Not so very long ago, as recent as 1977, the exponents of Black Consciousness (BC) taught us that there were two nations in South Africa: one European, oppressive and privileged; the other African, oppressed and dispossessed.
The minority Europeans were aware that they were outnumbered by the natives. So, they went out of their way to re-create an African middle class that would serve as a “buffer zone” between the European haves and the African have-nots.
The BC exponents told us that the African middle class was fake with neither land ownership nor control of the means of production. They were recreated in the European image to serve as puppets in Bantustans and in top government and corporate positions to do as their masters told them.

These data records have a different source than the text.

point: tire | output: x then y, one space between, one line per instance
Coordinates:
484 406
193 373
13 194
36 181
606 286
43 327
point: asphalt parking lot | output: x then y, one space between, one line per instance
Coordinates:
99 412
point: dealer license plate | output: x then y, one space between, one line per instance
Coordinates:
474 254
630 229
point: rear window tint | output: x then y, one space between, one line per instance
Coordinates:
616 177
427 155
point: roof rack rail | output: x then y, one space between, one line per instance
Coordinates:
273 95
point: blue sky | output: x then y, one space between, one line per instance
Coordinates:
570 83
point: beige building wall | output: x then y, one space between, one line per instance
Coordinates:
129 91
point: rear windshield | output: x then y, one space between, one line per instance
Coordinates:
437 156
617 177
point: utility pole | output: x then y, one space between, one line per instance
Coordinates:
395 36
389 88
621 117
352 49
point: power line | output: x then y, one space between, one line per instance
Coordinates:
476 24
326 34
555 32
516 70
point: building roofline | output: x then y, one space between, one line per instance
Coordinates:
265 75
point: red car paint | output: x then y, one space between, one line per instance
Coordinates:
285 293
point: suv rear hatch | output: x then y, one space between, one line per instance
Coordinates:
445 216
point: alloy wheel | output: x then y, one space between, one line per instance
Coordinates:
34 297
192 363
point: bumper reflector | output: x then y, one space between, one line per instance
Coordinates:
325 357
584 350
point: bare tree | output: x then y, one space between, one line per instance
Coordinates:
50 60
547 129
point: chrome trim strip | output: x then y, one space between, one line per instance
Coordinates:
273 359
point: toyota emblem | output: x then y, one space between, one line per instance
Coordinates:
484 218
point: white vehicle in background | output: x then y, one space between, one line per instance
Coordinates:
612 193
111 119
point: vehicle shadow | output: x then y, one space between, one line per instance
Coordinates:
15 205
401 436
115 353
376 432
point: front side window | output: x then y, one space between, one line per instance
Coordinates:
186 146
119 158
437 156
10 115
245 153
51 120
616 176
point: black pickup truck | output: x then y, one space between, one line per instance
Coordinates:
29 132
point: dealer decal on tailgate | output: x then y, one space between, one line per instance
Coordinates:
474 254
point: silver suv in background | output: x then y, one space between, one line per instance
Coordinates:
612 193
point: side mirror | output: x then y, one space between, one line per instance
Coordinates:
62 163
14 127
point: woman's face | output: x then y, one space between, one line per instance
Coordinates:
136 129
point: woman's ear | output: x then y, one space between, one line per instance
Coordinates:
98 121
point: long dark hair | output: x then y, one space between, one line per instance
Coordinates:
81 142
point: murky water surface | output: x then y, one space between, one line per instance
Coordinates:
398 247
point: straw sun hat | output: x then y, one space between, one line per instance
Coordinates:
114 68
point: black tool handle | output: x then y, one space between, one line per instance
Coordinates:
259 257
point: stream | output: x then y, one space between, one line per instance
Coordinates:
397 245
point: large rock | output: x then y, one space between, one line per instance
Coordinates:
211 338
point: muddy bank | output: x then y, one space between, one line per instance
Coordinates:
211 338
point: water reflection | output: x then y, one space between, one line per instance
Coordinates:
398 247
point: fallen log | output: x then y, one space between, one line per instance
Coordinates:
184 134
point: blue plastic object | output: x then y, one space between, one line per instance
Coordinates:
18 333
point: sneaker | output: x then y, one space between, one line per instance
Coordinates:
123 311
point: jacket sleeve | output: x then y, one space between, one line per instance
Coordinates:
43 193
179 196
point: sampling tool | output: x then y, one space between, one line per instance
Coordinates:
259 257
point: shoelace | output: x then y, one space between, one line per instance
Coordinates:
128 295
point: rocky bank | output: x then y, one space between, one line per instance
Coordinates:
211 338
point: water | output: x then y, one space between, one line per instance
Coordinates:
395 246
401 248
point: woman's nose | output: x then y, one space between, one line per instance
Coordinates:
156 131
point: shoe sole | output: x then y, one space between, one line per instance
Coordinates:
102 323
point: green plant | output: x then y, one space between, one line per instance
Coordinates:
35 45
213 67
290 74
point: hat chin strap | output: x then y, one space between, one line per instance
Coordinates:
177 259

Growing up in the townships — with the liberation movement in exile and Nelson Mandela in prison — we thought we knew the truth. The battle lines had been drawn: the European have-everything stood on one side and the African have-nothing on the other. In the middle was the small but growing new middle class that turned its back on community to seek love, acceptance and comfort in the enemy camp.
To create the middle class, the European haves got into schools where they were helped by African principals, teachers and priests to identify and select those who had potential, mostly prefects and other servile types who would serve the interests of the system. Many of these were given scholarships and bursaries to top universities to become the “first black” this or that.
These were role models and examples of how Africans had no business to blame colonialism or apartheid for their failures but themselves. Many of them went on to become celebrities and super-achievers who were featured in special glossy magazines like Bona, Pace and Tribute.
By the time the liberation movements were unbanned, exiles returned and political prisoners released in 1990, the African middle class was well-cemented and had distanced itself from the struggle. Participation and leadership of the struggle was left to “com-tsotsis” — angry, bitter young males who had nothing to lose — and a few other individuals in the churches and trade unions.
Instead, the African middle class stealthily creeped into a bourgeois lifestyle where it enjoyed the same privileges as the European have-everything. They spoke of the winds of change that were taking place following the scrapping of the social apartheid laws in the mid-1980s that allowed blacks and whites to sleep in the same hotels, have sex, live in the same neighbourhoods and speak the same language.
We listened to a lot of BC adherents who pointed out how the African middle class was solidified to be a “buffer zone”. It was condemned as having become part of the problem. But then some of the exiles returned, too, with PhDs and master’s degrees from Europe and the US to enlarge the middle class. The African middle class was strengthened and consolidated.
Some of the lucky ones went on to become cabinet ministers, director-generals and other top ranking officials in the post-1994 government. They were also rising to managing director and CEO positions in the corporate world. Indeed, they were very fluent and articulate in English and gave birth to children that did not speak indigenous African languages.
Over the last 20 years, the African middle class is a fact of life and has radically changed the notion of African identity, lifestyle and achievement. The values it holds — selfishness, materialism, hard work and determination, for instance — are human and universal and cannot be classified as belonging to any particular race or class. But they have not hesitated to distance themselves from the African have-nothing and see themselves as the leadership that knows what is best for the majority. They have taken to what is misperceived to be European culture and way of life that is part of globalisation.
Everybody is striving to have a house in the suburbs, two cars in the garage, children in private schools and, above all, English as the medium of communication.
The BC adherents from the 1960s and 1970s have vanished from the cultural and political scene to become part of the chattering classes themselves. In fact, the lines that divided the European haves from the African have-nots have blurred so that everyone is now an African. There are no blacks or whites but simply South African citizens that are equal, even though some may be more equal.
We listened to BC exponents when we were young and thought they were men and women who knew what they were talking about, especially when it came to envisaging the future African majority ruling society. Some of our consciences lie uneasy at night for we do not know what truth is. There are far too many contradictions in what was taught and what we see practised and lived. So we find ourselves swinging like a pendulum.
It will not get you anywhere to talk about black and white or the European haves and the African have-nothing. It is all integration, now, in one big African melting pot of non-racial brotherhood and equality.
If any man or woman were to tell us to stop thinking like African have-nots in Africa, asking us to become part of globalisation, it would be in line with what was started after 1976 or even before. There is no question that we now live in the 21st century where the unjust economic system depends on over-exploitation of the African have-nots, skin colour does not matter, anymore, as it is the same difference. Exploiters come in all shades.
This is the new world where every man lives for himself and Africa is for us all. As for those who continue to point out the world of the European haves and African have-nots, perhaps we need not worry ourselves too much about them for they, too, use those politics to create economic opportunities for themselves.
In short, it is a bad idea to look at the world in terms of black and white or European and African. We are now all in this together. It is either we live as globalised brothers and sisters or just destroy the Africa that threatens to take us back to the primitive ages.